W ten oto sposób dochodzi do pełnego urzeczywistnienia zasady, którą Benjamin sformułował już w roku 1936 w eseju o Fuchsie: "W aktach fotograficznych podniecenie płciowe wywołuje nie tyle widok samej nagości, ile wyobrażenie ciała ekshibicjonistycznie obnażającego się przed obiektywem". Rok wcześniej, charakteryzując przemiany, którym podlega dzieło sztuki w epoce reprodukcji technicznej, Benjamin ukuł pojęcie "Wartość ekspozycyjna" (Ausstellungswert). Doskonale opisuje ono nowe warunki, w jakich znalazły się przedmioty, a nawet ciała w epoce spełnionego kapitalizmu. Wartość ekspozycyjna tworzy trzeci człon Marksowskiego rozróżnienia wartości użytkowej i wartości wymiennej, nie daje się bowiem do nich zredukować. Nie stanowi wartości użytkowej - to, co eksponowane, jest samo w sobie wyjęte ze sfery użyteczności; nie mamy jednak do czynienia z wartością wymienną, gdyż wartość ekspozycyjna nie mierzy siły roboczej.
Być może właściwym obszarem oddziaływania mechanizmu wartości ekspozycyjnej jest ludzka twarz. Twarze kobiet, które czują na sobie czyjś wzrok, często wydają się całkowicie pozbawione wyrazu.

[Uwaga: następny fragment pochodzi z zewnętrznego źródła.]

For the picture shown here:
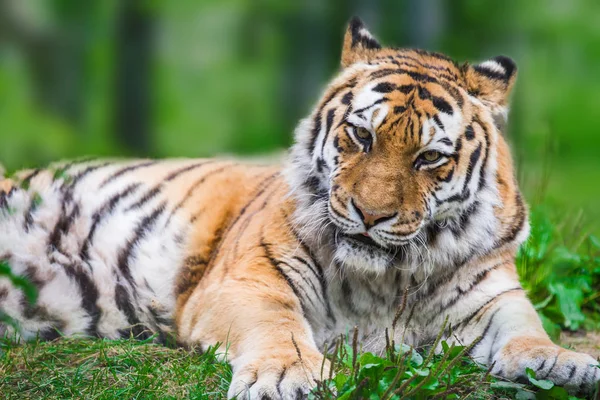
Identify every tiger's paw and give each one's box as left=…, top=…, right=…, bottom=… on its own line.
left=0, top=179, right=16, bottom=208
left=492, top=339, right=600, bottom=394
left=228, top=352, right=329, bottom=400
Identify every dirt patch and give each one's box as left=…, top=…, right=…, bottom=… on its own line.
left=560, top=332, right=600, bottom=358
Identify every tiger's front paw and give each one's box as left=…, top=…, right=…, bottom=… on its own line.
left=0, top=179, right=15, bottom=209
left=227, top=352, right=329, bottom=400
left=492, top=339, right=600, bottom=393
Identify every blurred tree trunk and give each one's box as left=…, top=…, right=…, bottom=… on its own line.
left=114, top=0, right=155, bottom=155
left=0, top=0, right=94, bottom=126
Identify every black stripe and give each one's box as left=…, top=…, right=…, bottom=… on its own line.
left=117, top=202, right=166, bottom=289
left=476, top=118, right=490, bottom=190
left=126, top=160, right=214, bottom=211
left=166, top=164, right=237, bottom=224
left=342, top=91, right=354, bottom=106
left=165, top=160, right=209, bottom=182
left=463, top=143, right=482, bottom=193
left=208, top=172, right=279, bottom=266
left=319, top=108, right=335, bottom=160
left=115, top=282, right=140, bottom=325
left=20, top=168, right=43, bottom=190
left=79, top=183, right=140, bottom=261
left=260, top=238, right=306, bottom=315
left=433, top=114, right=442, bottom=130
left=371, top=82, right=396, bottom=93
left=23, top=193, right=42, bottom=232
left=433, top=97, right=454, bottom=115
left=99, top=160, right=157, bottom=189
left=48, top=161, right=112, bottom=252
left=465, top=125, right=475, bottom=140
left=293, top=251, right=336, bottom=323
left=426, top=261, right=509, bottom=325
left=495, top=192, right=527, bottom=248
left=469, top=308, right=500, bottom=354
left=308, top=79, right=356, bottom=155
left=538, top=352, right=560, bottom=379
left=456, top=287, right=523, bottom=329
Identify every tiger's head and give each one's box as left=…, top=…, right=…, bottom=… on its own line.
left=287, top=18, right=528, bottom=272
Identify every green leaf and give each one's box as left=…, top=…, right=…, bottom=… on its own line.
left=515, top=390, right=535, bottom=400
left=533, top=293, right=554, bottom=310
left=548, top=282, right=585, bottom=330
left=410, top=350, right=423, bottom=367
left=588, top=235, right=600, bottom=250
left=490, top=381, right=525, bottom=390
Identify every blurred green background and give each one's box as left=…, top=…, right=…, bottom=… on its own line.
left=0, top=0, right=600, bottom=225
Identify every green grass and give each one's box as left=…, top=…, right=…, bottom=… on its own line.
left=0, top=207, right=600, bottom=400
left=0, top=339, right=231, bottom=399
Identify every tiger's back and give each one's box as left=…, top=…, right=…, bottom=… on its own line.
left=0, top=159, right=276, bottom=340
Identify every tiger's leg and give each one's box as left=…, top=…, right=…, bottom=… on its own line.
left=456, top=289, right=600, bottom=393
left=177, top=258, right=328, bottom=399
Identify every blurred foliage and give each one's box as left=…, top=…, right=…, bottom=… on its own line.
left=517, top=207, right=600, bottom=339
left=0, top=0, right=600, bottom=212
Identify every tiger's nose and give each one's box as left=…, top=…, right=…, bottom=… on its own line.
left=351, top=200, right=398, bottom=230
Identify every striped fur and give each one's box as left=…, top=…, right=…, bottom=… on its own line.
left=0, top=20, right=600, bottom=399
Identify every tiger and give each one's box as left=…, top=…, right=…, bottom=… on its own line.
left=0, top=18, right=600, bottom=399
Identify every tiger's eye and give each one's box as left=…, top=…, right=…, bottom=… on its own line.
left=421, top=150, right=442, bottom=163
left=356, top=128, right=371, bottom=139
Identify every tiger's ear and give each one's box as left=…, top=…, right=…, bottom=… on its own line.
left=463, top=56, right=517, bottom=108
left=342, top=17, right=381, bottom=68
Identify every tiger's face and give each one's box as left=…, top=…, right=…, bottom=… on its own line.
left=293, top=20, right=516, bottom=271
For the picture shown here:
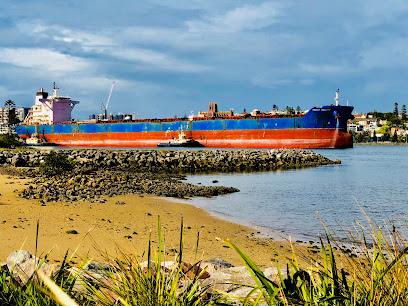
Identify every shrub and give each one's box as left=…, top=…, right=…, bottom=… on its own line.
left=40, top=150, right=74, bottom=176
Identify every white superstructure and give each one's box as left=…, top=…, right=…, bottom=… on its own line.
left=24, top=83, right=79, bottom=124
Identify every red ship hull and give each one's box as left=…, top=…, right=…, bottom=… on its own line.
left=24, top=129, right=353, bottom=149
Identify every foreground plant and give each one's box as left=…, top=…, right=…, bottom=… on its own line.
left=77, top=219, right=221, bottom=305
left=226, top=213, right=408, bottom=305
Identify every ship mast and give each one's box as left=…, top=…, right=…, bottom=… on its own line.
left=102, top=81, right=115, bottom=119
left=334, top=88, right=340, bottom=106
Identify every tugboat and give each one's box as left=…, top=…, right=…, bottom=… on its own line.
left=23, top=133, right=54, bottom=146
left=157, top=130, right=204, bottom=148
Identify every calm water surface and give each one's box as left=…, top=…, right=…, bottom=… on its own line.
left=179, top=146, right=408, bottom=236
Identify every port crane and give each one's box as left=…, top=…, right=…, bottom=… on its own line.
left=101, top=81, right=115, bottom=119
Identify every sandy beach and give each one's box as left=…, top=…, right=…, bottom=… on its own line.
left=0, top=175, right=302, bottom=267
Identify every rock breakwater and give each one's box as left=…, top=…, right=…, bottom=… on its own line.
left=0, top=149, right=336, bottom=205
left=0, top=149, right=336, bottom=173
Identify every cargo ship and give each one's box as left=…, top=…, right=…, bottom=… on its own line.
left=16, top=83, right=353, bottom=149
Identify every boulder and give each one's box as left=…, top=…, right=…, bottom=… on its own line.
left=7, top=250, right=60, bottom=284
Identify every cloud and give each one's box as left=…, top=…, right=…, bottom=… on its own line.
left=0, top=48, right=90, bottom=73
left=186, top=2, right=282, bottom=33
left=360, top=38, right=408, bottom=69
left=106, top=48, right=210, bottom=73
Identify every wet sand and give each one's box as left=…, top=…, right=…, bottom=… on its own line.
left=0, top=175, right=306, bottom=267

Poczucie wystawienia na cudze spojrzenie opróżnia świadomość i staje się potęgą unicestwiającą procesy ekspresyjne, zazwyczaj ożywiające twarz. Modelki, gwiazdy porno i inne profesjonalistki ekspozycji muszą nade wszystko przyswoić sobie tę bezwstydną obojętność: ukazywać jedynie samo wystawienie się na pokaz (innymi słowy, absolutną medialność). W ten sposób twarz zostaje naładowana wartością ekspozycyjną aż po zanik wszelkiego wyrazu. Przez to unicestwienie ekspresyjności erotyzm przenika właśnie tam, gdzie nie może istnieć: obejmuje ludzką twarz, która jako że zawsze jest obnażona - nie zna i nie może znać nagości. Jako czysty środek poza wszelką konkretną ekspresją obnażona twarz otwiera się na nowe zastosowania, nowe formy erotycznej komunikacji.

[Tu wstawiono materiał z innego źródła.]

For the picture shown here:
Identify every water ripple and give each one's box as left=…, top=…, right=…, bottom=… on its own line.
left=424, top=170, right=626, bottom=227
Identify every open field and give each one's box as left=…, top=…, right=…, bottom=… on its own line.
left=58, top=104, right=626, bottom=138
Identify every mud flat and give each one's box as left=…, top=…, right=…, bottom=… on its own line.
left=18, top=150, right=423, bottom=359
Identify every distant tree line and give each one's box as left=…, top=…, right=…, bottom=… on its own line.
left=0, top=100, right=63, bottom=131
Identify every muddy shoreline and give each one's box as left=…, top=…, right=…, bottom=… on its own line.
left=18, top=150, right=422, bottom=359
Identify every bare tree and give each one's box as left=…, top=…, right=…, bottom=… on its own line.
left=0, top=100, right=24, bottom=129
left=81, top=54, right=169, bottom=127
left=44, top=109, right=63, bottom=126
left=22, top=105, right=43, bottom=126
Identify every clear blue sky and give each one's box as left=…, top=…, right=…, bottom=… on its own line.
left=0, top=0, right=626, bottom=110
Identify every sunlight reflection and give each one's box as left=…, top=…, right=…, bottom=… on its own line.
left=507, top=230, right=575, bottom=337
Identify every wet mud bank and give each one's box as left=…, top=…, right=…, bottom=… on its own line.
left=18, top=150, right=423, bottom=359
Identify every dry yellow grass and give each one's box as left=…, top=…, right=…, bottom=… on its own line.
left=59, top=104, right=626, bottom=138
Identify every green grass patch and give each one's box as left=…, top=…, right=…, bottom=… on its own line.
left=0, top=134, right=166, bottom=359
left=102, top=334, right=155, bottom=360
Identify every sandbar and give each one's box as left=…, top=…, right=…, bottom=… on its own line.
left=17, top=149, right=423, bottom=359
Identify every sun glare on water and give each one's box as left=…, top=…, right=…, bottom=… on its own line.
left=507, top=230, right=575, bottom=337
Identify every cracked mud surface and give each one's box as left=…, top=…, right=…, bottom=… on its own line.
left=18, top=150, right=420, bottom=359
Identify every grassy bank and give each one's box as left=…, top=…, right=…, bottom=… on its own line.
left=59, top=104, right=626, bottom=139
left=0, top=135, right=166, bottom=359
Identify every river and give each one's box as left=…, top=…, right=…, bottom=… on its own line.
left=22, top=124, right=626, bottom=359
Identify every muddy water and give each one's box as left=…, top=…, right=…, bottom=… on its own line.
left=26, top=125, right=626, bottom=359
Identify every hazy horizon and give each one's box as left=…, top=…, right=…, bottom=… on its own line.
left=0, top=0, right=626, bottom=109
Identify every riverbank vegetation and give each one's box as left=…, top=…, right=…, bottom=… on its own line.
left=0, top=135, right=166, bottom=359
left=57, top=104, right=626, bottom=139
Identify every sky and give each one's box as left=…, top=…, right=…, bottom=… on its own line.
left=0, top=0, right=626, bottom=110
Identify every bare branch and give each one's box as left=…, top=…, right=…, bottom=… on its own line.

Ten proces doprowadziła niedawno do skrajnej postaci pewna gwiazda porno, która ogłosiła się artystką performance'u. Pozwoliła się fotografować w trakcie najbardziej obscenicznych aktów zawsze w ten sposób, że jej twarz jest doskonale widoczna i wypełnia pierwszy plan. Zamiast zgodnie z konwencją gatunku symulować rozkosz, przybiera jednak (jak to czynią modelki) wyraz całkowitej obojętności, iście stoickiej ataraksji. Komu jednak Chloe des Lysses objawia tę obojętność? Swojemu partnerowi, rzecz jasna, ale również widzom, którzy spostrzegają ze zdumieniem, że ich gwiazda, choć świadomie wystawia się na pokaz, nie nawiązuje z nimi żadnego kontaktu. Jej niewzruszone oblicze unicestwia wszelką relację między sferą przeżyć a sferą ekspresji, nie wyraża dosłownie nic, wystawia się na pokaz jako pozbawiona ekspresji siedziba ekspresji, jako czysty środek.

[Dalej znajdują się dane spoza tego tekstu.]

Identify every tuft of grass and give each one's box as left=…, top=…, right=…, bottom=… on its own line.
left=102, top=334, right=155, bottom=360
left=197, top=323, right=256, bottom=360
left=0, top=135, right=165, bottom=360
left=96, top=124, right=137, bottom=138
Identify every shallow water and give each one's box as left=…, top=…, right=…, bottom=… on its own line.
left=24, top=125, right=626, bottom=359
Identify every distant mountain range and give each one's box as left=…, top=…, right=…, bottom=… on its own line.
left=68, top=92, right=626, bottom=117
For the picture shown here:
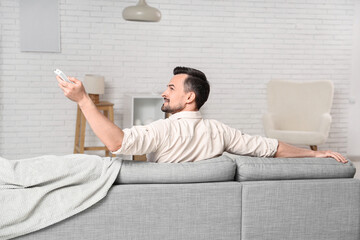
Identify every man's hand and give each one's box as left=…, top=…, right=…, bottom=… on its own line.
left=315, top=151, right=348, bottom=163
left=56, top=76, right=87, bottom=103
left=275, top=141, right=348, bottom=163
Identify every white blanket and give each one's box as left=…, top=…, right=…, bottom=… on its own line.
left=0, top=154, right=121, bottom=239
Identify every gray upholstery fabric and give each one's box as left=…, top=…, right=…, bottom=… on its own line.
left=115, top=156, right=236, bottom=184
left=229, top=155, right=356, bottom=181
left=241, top=179, right=360, bottom=240
left=19, top=182, right=241, bottom=240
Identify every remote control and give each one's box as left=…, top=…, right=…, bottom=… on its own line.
left=54, top=69, right=73, bottom=83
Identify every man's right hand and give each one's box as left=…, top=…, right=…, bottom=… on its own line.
left=56, top=76, right=87, bottom=104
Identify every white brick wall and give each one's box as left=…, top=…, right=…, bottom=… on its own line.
left=0, top=0, right=355, bottom=159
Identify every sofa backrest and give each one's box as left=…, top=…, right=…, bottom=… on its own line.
left=115, top=156, right=236, bottom=184
left=226, top=154, right=356, bottom=182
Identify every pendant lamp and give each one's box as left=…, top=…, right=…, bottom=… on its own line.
left=123, top=0, right=161, bottom=22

Mechanizmy pornografii usiłują właśnie zneutralizować ów potencjał profanacyjny. Pornografia blokuje i wypacza zamiar profanacji, możliwość oderwania zachowań erotycznych od ich bezpośrednich celów, wynalezienia dla nich nowych zastosowań, niezwiązanych już z rozkoszą partnera, ale otwierających pole dla oryginalnego i zbiorowego podejścia do seksualności. Samotna i rozpaczliwa konsumpcja pornograficznych obrazków wypiera obietnicę nowych zastosowań.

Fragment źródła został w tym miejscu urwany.